Although Rex Stout worked at more than 30 different jobs, he found his true career when he turned to writing. His 33 novels and 41 novellas featuring private investigator Nero Wolfe have never waned in popularity from the time they were first published. Winner of both the Silver Dagger and Grand Master awards, Wolfe continued to write Nero Wolfe novels until his death at age 88. His works have been translated into 26 languages and have sold over 100 million copies.
In Black Orchids, Stout presents two novellas loosely joined by the title’s flower motif. The first case begins as Nero Wolfe makes one of his rare exoduses from his comfortable New York brownstone to view exotic black orchids at a local flower show. A murder takes place at the show and Wolfe’s prize for solving the crime is the coveted orchids. In the second case, a client who enlists Wolfe’s services is subsequently murdered.
What attracts readers to this novel is the character of Nero Wolfe. Whitman (1975) described him as “a Falstaff in girth and wit, a serious eater, a devoted orchidologist, an agoraphobe who solved crimes by sheer brainpower, albeit with the help of a brash but efficient legman, Archie.” Wolfe is a lovable eccentric, a man so large he rarely leaves his home and one who spends four hours a day with his beloved plants.
Although he can be gruff, irascible, and grumpy, he has an old-world charm that is hard to resist.
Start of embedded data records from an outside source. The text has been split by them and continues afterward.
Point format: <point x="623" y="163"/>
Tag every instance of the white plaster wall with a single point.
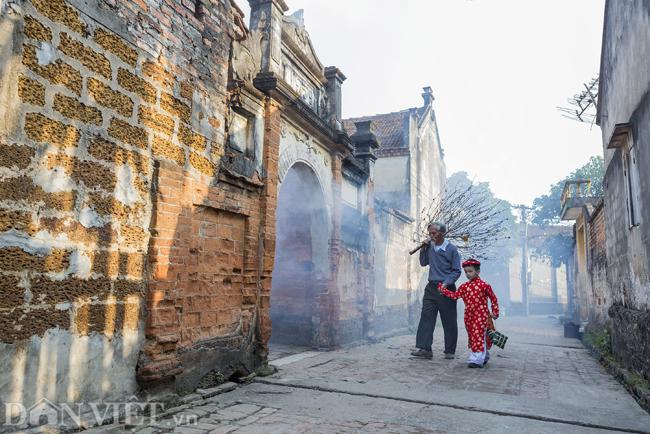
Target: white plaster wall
<point x="66" y="368"/>
<point x="392" y="174"/>
<point x="625" y="64"/>
<point x="297" y="146"/>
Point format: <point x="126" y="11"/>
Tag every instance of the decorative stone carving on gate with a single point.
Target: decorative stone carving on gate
<point x="296" y="146"/>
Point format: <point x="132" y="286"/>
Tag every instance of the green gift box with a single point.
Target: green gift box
<point x="498" y="339"/>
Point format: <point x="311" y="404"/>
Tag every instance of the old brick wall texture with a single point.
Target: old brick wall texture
<point x="110" y="212"/>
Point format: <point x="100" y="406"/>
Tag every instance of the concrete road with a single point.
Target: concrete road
<point x="541" y="383"/>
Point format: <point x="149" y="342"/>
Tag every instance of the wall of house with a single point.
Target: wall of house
<point x="112" y="131"/>
<point x="625" y="98"/>
<point x="600" y="295"/>
<point x="394" y="180"/>
<point x="417" y="178"/>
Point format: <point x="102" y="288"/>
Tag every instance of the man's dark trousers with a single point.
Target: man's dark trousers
<point x="432" y="303"/>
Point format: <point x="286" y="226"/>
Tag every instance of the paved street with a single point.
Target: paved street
<point x="541" y="383"/>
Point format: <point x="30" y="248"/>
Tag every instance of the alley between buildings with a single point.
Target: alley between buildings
<point x="542" y="382"/>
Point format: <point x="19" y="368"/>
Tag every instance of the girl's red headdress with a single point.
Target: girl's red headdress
<point x="471" y="262"/>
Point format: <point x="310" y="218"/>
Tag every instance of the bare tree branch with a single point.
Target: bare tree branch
<point x="476" y="222"/>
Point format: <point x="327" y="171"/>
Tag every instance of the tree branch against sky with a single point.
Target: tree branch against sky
<point x="547" y="208"/>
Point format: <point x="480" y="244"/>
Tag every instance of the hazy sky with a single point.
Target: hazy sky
<point x="498" y="69"/>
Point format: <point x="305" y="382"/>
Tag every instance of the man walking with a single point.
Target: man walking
<point x="444" y="268"/>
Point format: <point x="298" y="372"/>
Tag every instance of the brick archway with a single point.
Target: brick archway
<point x="301" y="269"/>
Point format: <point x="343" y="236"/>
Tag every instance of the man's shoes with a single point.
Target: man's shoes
<point x="422" y="353"/>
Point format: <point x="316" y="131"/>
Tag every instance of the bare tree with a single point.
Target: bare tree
<point x="477" y="223"/>
<point x="584" y="104"/>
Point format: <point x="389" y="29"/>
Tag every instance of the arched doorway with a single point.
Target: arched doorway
<point x="301" y="264"/>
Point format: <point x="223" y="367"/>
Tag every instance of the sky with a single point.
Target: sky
<point x="498" y="70"/>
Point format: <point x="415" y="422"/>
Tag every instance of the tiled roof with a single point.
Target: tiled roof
<point x="390" y="128"/>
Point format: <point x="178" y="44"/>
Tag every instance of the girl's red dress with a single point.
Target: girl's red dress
<point x="475" y="294"/>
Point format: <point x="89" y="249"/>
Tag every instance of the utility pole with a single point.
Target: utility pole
<point x="523" y="215"/>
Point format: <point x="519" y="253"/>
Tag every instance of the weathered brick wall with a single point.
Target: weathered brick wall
<point x="112" y="129"/>
<point x="600" y="297"/>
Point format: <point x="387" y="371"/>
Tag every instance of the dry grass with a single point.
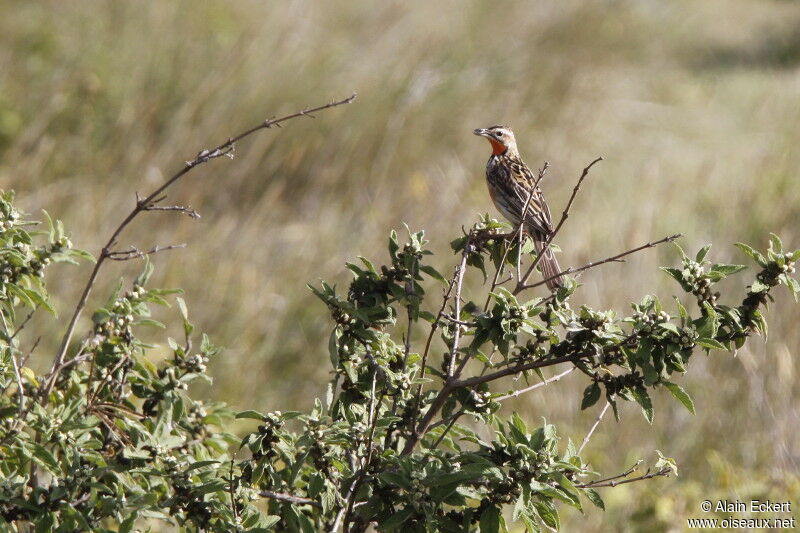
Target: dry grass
<point x="694" y="106"/>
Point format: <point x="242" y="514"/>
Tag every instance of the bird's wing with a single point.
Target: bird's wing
<point x="537" y="215"/>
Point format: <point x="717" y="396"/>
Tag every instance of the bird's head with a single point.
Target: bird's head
<point x="500" y="137"/>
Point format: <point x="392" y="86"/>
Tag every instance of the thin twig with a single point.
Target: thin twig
<point x="224" y="149"/>
<point x="135" y="253"/>
<point x="666" y="471"/>
<point x="450" y="423"/>
<point x="522" y="282"/>
<point x="372" y="420"/>
<point x="185" y="209"/>
<point x="288" y="498"/>
<point x="462" y="267"/>
<point x="594" y="427"/>
<point x="533" y="387"/>
<point x="613" y="258"/>
<point x="232" y="489"/>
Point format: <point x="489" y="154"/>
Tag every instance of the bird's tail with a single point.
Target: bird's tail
<point x="549" y="266"/>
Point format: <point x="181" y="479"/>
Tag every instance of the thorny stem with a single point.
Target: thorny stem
<point x="289" y="498"/>
<point x="462" y="267"/>
<point x="593" y="264"/>
<point x="613" y="482"/>
<point x="147" y="203"/>
<point x="535" y="386"/>
<point x="594" y="427"/>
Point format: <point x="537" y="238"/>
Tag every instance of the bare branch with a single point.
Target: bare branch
<point x="462" y="267"/>
<point x="613" y="258"/>
<point x="594" y="427"/>
<point x="224" y="149"/>
<point x="185" y="209"/>
<point x="533" y="387"/>
<point x="135" y="253"/>
<point x="522" y="282"/>
<point x="613" y="482"/>
<point x="288" y="498"/>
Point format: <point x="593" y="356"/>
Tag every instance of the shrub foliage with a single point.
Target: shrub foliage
<point x="110" y="439"/>
<point x="119" y="442"/>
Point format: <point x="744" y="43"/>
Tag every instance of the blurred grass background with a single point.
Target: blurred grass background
<point x="695" y="106"/>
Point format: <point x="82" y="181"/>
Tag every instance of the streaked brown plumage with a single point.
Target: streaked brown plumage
<point x="510" y="181"/>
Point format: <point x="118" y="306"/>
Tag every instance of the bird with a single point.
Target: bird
<point x="510" y="182"/>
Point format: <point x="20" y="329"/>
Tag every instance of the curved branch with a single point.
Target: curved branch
<point x="146" y="204"/>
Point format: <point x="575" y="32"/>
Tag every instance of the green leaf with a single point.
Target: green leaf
<point x="775" y="244"/>
<point x="254" y="415"/>
<point x="147" y="271"/>
<point x="711" y="344"/>
<point x="490" y="520"/>
<point x="702" y="253"/>
<point x="432" y="272"/>
<point x="669" y="326"/>
<point x="754" y="254"/>
<point x="548" y="513"/>
<point x="681" y="395"/>
<point x="593" y="496"/>
<point x="43" y="457"/>
<point x="83" y="254"/>
<point x="666" y="462"/>
<point x="590" y="395"/>
<point x="642" y="397"/>
<point x="397" y="519"/>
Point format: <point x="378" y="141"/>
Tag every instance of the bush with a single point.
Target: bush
<point x="108" y="440"/>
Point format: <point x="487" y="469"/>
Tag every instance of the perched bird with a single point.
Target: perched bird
<point x="510" y="182"/>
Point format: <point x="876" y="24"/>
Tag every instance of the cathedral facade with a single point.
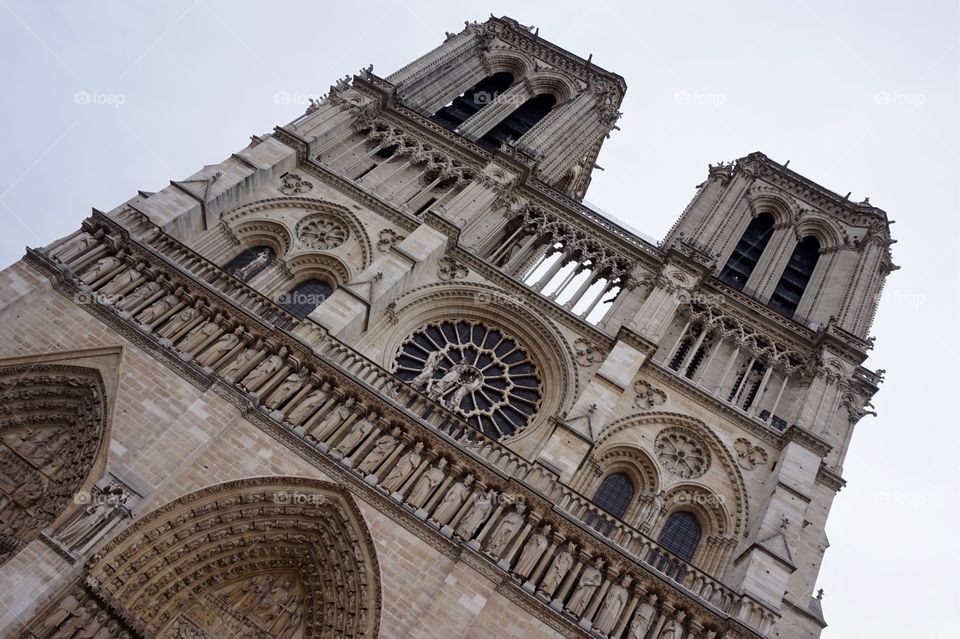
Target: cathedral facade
<point x="381" y="373"/>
His home is his castle and is organized according to old-fashioned rules and rituals. A true gourmet, he lives for food and never allows business discussions during meals.
The narrative is presented through the eyes of Archie Goodwin – Wolfe’s tough, streetwise assistant. The witty repartee between Wolfe and Goodwin animates every novel in the series. Part of the charm of these mysteries is their combination of cozy and hard-boiled traditions. Wolfe stays home in a quaint, soft-boiled world while Goodwin treks through the tough streets.
The adversarial relationship between Wolfe and his colleague Inspector Cramer is depicted with humour and insight. Cramer tries repeatedly to bully Wolfe into acquiescing to his demands and is usually unsuccessful. Goodwin tells us, “If the man who knew Wolfe best was me, next to me came Inspector Cramer. Over and over again through the years, he tried bluster because it was in his system and had to come out, but usually he knew when to drop it” (84).
Nero Wolfe’s West 35th Street brownstone, like Ellery Queen’s similar abode (see my post on The French Powder Mystery), is a male bastion with urbane charm. Wolfe’s four-story apartment is home to Goodwin as well as Wolfe’s chef and gardener. This place of exotic plants and gourmet feasts is both a pastoral oasis and a comforting locale of reassuring order in the midst of the violent New York streets.
Stout, Rex. Black Orchids. 1941. In Black Orchids; The Silent Speaker. New York: Bantam Books, 2009.
Whitman, Alden. “Rex Stout, Creator of Nero Wolfe, Dead.” New York Times. October 28, 1975.